According to the “Office of Justice Programs”, in 2008 alone, there were thirty seven individuals were annihilated (Bureau of Justice Statistics, 2009, n.p.). A year before that, there were forty two (Bureau of Justice Statistics, 2009, n.p.). Eighty five(85), sixty six(66), seventy one(71), sixty five(65), fifty nine(59), sixty(60), fifty three(53) people executed from the year 2000 to 2006 respectively (Bureau of Justice Statistics, 2009, n.p.).
This statistical information shows a decrease in number with time except for 2004 and 2005 wherein it increased but only slightly since only one person was added (Bureau of Justice Statistics, 2009, n.p.).
What does this decline in number mean?
Could it mean that capital punishment hinders the occurrence of crimes punishable by the aforementioned? Is it advantageous to society then? This essay will attempt to answer the aforementioned questions.
The decline in the number of executions may mean lesser crimes committed (Gluckstein, 2007, n.p.). Lesser crimes may be related to “economic factors” (Gluckstein, 2007, n.p.). Criminal acts like theft, bank robberies, murder, etcetera will be lessened if there would be less frustrations like a slower economic growth to bring about the aforementioned (Gluckstein, 2007, n.p.).
If the income of individuals is extremely low and jobs available are too little then it may lead to frustrations which in turn may lead to criminal acts (Gluckstein, 2007, n.p.).
Furthermore, the decline in the number of executions may be due to the “effective strength of law enforcement agencies” (Marowitz, 2000, 7). “Law enforcement agencies” which considers “order” as their main focus and are very strict even with “small time crimes” will play a large role in the decrease of criminal acts (Marowitz, 2000, 7). For instance, loitering may be highly related to gangs and the latter in turn may be linked to “gun homicide” (Marowitz, 2000, 7).

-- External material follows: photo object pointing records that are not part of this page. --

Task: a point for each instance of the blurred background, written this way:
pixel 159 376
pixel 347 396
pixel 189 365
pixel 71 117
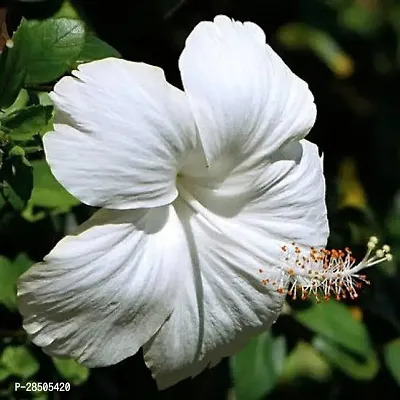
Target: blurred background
pixel 349 53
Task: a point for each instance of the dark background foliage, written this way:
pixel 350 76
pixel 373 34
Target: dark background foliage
pixel 349 53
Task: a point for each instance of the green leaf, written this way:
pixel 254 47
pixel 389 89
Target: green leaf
pixel 4 374
pixel 392 358
pixel 49 48
pixel 13 69
pixel 95 49
pixel 16 179
pixel 305 361
pixel 334 321
pixel 19 361
pixel 9 274
pixel 257 367
pixel 357 368
pixel 20 102
pixel 47 192
pixel 23 124
pixel 71 370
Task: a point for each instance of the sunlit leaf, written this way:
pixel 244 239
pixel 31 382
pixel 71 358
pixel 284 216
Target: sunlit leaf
pixel 71 371
pixel 257 367
pixel 13 69
pixel 16 178
pixel 23 124
pixel 10 271
pixel 392 358
pixel 361 368
pixel 335 321
pixel 47 192
pixel 4 374
pixel 95 49
pixel 49 47
pixel 19 361
pixel 305 361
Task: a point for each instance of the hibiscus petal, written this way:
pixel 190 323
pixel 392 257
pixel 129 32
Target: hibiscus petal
pixel 121 132
pixel 99 295
pixel 237 244
pixel 245 100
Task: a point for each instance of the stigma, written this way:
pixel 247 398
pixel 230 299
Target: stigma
pixel 322 273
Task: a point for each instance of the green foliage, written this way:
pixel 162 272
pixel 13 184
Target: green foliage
pixel 95 49
pixel 9 273
pixel 258 366
pixel 40 53
pixel 392 358
pixel 47 192
pixel 349 53
pixel 71 371
pixel 18 361
pixel 334 321
pixel 49 47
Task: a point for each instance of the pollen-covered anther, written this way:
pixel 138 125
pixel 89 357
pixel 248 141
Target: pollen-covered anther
pixel 326 273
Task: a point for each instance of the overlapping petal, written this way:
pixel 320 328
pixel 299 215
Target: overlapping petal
pixel 236 244
pixel 121 133
pixel 100 295
pixel 246 101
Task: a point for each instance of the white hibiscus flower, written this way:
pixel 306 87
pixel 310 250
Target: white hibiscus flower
pixel 202 194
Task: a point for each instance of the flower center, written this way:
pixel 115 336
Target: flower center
pixel 326 273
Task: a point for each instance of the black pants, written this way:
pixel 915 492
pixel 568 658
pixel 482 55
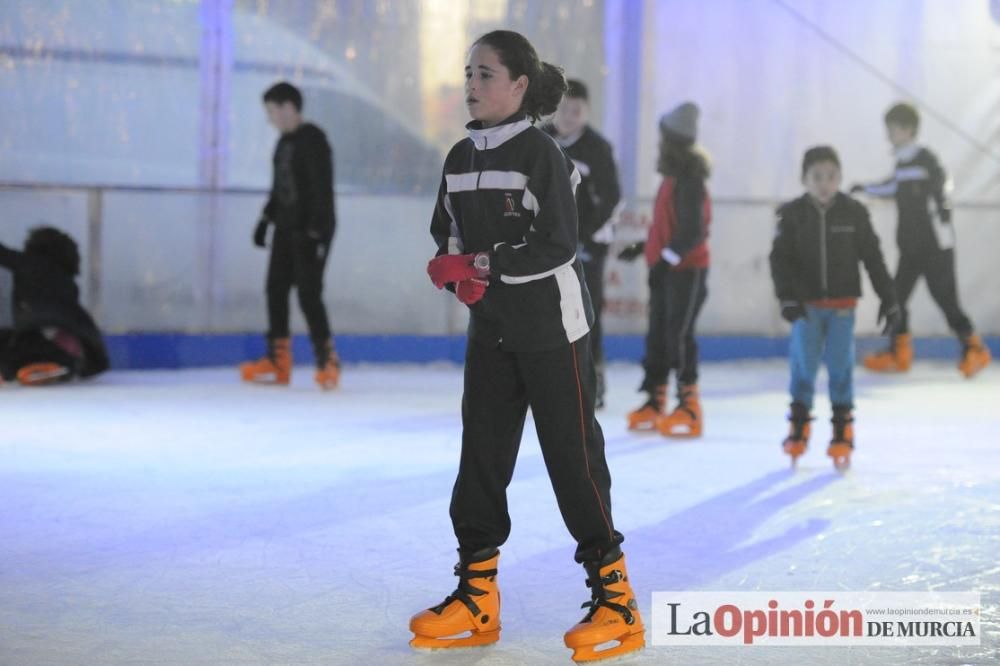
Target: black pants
pixel 938 268
pixel 593 275
pixel 21 348
pixel 298 261
pixel 675 300
pixel 558 385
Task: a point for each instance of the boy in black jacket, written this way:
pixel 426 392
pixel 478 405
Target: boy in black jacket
pixel 926 240
pixel 597 196
pixel 54 339
pixel 820 239
pixel 301 211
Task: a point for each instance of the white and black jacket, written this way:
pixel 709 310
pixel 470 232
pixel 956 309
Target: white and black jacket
pixel 509 190
pixel 920 187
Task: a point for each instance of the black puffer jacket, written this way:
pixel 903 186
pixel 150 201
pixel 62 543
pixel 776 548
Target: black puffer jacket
pixel 816 252
pixel 46 296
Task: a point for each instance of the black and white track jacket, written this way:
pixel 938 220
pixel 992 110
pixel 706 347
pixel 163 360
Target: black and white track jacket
pixel 509 190
pixel 920 187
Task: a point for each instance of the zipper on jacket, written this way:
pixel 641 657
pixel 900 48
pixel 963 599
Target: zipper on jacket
pixel 822 250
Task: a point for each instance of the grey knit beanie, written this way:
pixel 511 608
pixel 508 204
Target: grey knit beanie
pixel 681 122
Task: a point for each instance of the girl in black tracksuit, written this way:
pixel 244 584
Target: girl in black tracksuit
pixel 505 226
pixel 53 337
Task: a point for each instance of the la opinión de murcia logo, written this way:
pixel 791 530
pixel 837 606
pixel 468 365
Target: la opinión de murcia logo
pixel 710 618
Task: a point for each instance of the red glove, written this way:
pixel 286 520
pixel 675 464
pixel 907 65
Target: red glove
pixel 452 268
pixel 471 291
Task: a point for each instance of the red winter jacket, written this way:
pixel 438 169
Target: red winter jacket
pixel 681 217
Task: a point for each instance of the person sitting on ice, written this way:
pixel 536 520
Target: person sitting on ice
pixel 820 239
pixel 53 338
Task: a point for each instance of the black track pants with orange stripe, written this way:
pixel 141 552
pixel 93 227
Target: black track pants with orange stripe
pixel 559 386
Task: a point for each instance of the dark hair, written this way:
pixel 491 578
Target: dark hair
pixel 683 158
pixel 283 92
pixel 577 89
pixel 546 83
pixel 819 154
pixel 56 246
pixel 903 114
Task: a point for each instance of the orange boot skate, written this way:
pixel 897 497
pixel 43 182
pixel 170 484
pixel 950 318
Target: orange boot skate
pixel 273 368
pixel 798 432
pixel 975 356
pixel 42 374
pixel 613 616
pixel 645 417
pixel 842 444
pixel 469 616
pixel 686 419
pixel 327 367
pixel 897 358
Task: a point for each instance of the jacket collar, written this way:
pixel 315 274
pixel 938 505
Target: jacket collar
pixel 493 137
pixel 907 152
pixel 568 141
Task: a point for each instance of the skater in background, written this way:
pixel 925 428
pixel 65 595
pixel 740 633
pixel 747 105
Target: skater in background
pixel 677 255
pixel 301 218
pixel 506 232
pixel 821 237
pixel 597 196
pixel 53 339
pixel 926 238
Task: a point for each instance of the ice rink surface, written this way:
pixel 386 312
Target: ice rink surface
pixel 182 518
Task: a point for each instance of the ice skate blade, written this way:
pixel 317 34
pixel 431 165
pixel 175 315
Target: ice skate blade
pixel 691 433
pixel 480 639
pixel 266 380
pixel 42 377
pixel 626 647
pixel 795 450
pixel 841 454
pixel 642 425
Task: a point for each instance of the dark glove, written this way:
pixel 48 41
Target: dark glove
pixel 308 244
pixel 471 291
pixel 893 316
pixel 792 311
pixel 260 232
pixel 633 251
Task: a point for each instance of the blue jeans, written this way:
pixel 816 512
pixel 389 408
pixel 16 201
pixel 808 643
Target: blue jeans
pixel 827 334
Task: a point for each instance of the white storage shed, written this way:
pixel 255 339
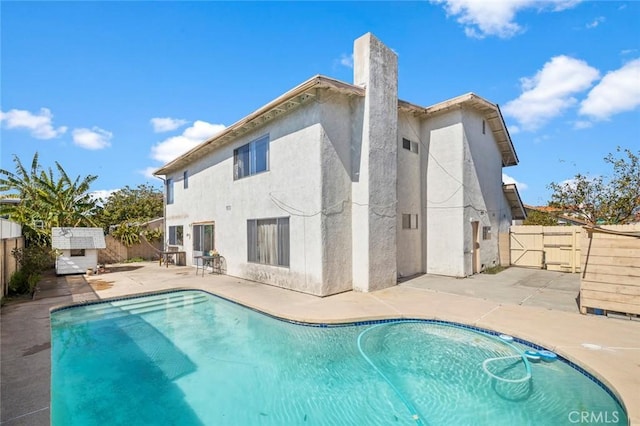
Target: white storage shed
pixel 77 248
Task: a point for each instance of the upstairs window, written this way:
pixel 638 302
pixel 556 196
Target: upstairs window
pixel 169 191
pixel 251 159
pixel 410 145
pixel 175 235
pixel 409 221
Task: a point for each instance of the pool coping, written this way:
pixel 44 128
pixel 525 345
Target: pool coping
pixel 535 305
pixel 590 374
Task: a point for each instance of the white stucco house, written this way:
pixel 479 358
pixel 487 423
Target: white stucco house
pixel 336 186
pixel 77 249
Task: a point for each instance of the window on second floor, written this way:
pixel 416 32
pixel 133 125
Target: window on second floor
pixel 169 191
pixel 409 221
pixel 175 235
pixel 251 158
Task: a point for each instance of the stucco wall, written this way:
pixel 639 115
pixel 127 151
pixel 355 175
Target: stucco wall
pixel 290 188
pixel 445 194
pixel 340 116
pixel 374 185
pixel 484 197
pixel 410 189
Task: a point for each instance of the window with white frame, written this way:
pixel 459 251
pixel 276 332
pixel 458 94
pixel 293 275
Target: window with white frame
pixel 268 241
pixel 203 238
pixel 486 232
pixel 409 221
pixel 251 159
pixel 175 235
pixel 169 191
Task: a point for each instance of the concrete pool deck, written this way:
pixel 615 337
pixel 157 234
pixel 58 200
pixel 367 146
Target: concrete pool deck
pixel 539 306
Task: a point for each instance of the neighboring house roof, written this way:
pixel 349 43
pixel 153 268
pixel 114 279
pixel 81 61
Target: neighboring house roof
pixel 306 91
pixel 559 214
pixel 518 211
pixel 77 238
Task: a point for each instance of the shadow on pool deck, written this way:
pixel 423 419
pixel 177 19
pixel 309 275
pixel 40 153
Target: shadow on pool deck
pixel 539 306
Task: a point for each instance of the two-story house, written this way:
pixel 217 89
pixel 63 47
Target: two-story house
pixel 336 186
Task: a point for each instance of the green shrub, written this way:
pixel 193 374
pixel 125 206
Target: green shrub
pixel 32 261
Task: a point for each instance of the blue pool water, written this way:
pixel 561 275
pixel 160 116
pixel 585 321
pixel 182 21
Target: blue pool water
pixel 190 358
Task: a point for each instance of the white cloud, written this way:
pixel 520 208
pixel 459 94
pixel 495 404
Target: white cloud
pixel 166 124
pixel 346 60
pixel 93 139
pixel 40 125
pixel 595 22
pixel 172 147
pixel 550 92
pixel 618 91
pixel 506 179
pixel 582 124
pixel 497 18
pixel 148 172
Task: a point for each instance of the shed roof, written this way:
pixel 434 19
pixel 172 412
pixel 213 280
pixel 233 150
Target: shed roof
pixel 77 238
pixel 306 92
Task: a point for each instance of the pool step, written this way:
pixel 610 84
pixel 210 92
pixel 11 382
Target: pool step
pixel 137 306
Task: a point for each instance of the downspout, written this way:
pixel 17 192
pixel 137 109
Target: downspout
pixel 164 212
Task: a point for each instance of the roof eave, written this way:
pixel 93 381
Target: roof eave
pixel 490 111
pixel 276 108
pixel 515 202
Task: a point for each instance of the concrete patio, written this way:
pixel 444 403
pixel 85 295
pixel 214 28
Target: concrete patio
pixel 539 306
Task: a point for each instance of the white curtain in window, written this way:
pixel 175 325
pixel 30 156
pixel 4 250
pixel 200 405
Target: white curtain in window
pixel 268 241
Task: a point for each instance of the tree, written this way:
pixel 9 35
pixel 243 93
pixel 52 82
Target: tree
pixel 46 199
pixel 128 209
pixel 602 200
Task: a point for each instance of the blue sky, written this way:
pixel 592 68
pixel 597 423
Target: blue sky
pixel 116 89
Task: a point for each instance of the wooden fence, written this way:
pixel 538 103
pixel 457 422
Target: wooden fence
pixel 117 252
pixel 556 248
pixel 611 269
pixel 8 263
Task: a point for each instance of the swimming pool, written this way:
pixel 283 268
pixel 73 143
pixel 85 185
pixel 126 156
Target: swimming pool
pixel 191 358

In addition to the aforementioned, the decline in the number of executions may be due to the manner or how the society takes the occurrences of crime (Marowitz, 2000, 14). The society already learned to cooperate with the law enforcers thus contributed largely to the decrease of occurrences of crimes (Marowitz, 2000, 14).
For instance, the members of the society now place security devices in their homes / offices to help prevent “property crime” (Marowitz, 2000, 14). Members of the society nowadays also help carry out information-dissemination, for instance, on drugs, in order for the youth not to utilize it and eventually become a factor in committing criminal acts (Marowitz, 2000, 14).
Capital punishment may not necessarily hinder the occurrence of crimes (South Western College Publishing, 2003, n.p.).
Explaining further, “serious criminal offending and mental disorder” are highly related (Wallace et. al., 1998, pp. 477 – 484). A person suffering from a mental disorder does not have an intellectual capacity to comprehend that capital punishment is scary enough to change his or her mind about committing a crime (Wallace et. al., 1998, pp. 477 – 484). A criminal will not be objective or rational enough to weigh the consequences of what he or she will carry out (South Western College Publishing, 2003, n.p.).
In addition to that, let’s take for instance murders committed during “domestic disputes”, in such cases, individuals who are highly emotional may kill compulsively without thinking what punishment he or she will receive after that (South Western College Publishing, 2003, n.p.).
Another example is that a rapist will not at all consider withdrawing from the crime he is about to commit; if his emotions are too extreme he probably would not even remember that he may later face “capital punishment” (South Western College Publishing, 2003, n.p.).
Moreover, individuals who are exceedingly drunk or who have taken in illegal drugs do not really have the capacity to think about the negative effects of a criminal act; they will not really be objective about any action that they are about to carry out (South Western College Publishing, 2003, n.p.). Such individuals will also find it difficult to accept that they are accountable for such action (South Western College Publishing, 2003, n.p.).
The aforementioned kind of punishment entails annihilation of the person who committed a crime punishable by it. This means that the person subjected to such punishment will never be given a chance to change for the better. This is not advantageous for the society since the worth / significance of human life may be devalued by allowing such punishment to continue to be implemented. Those who originally consider life as extraordinarily important will be negatively impacted.
In addition, there are cases when a person is executed for a criminal act he does not even have anything to do with; for instance in the case of “Ruben Cantu” who was annihilated in “August 24, 1993” (The Washington Post, 2005, p. A02). This is not an advantage to the society since injustice was presented instead of otherwise (The Washington Post, 2005, p. A02).
The decline in the number of people executed may be due to the following: 1) economic stability; 2) law enforcers; as well as 3) the society (Gluckstein, 2007, n.p.). “Capital punishment” cannot really hinder crimes especially if the offender has mental disorder, is too emotional, and is engaged in drugs/alcohol (Wallace et. al., 1998, pp. 477 – 484).
Most important of all, is it not advantageous to the society especially to those who value life so badly and because there is a possibility of annihilating an innocent person (The Washington Post, 2005, p. A02).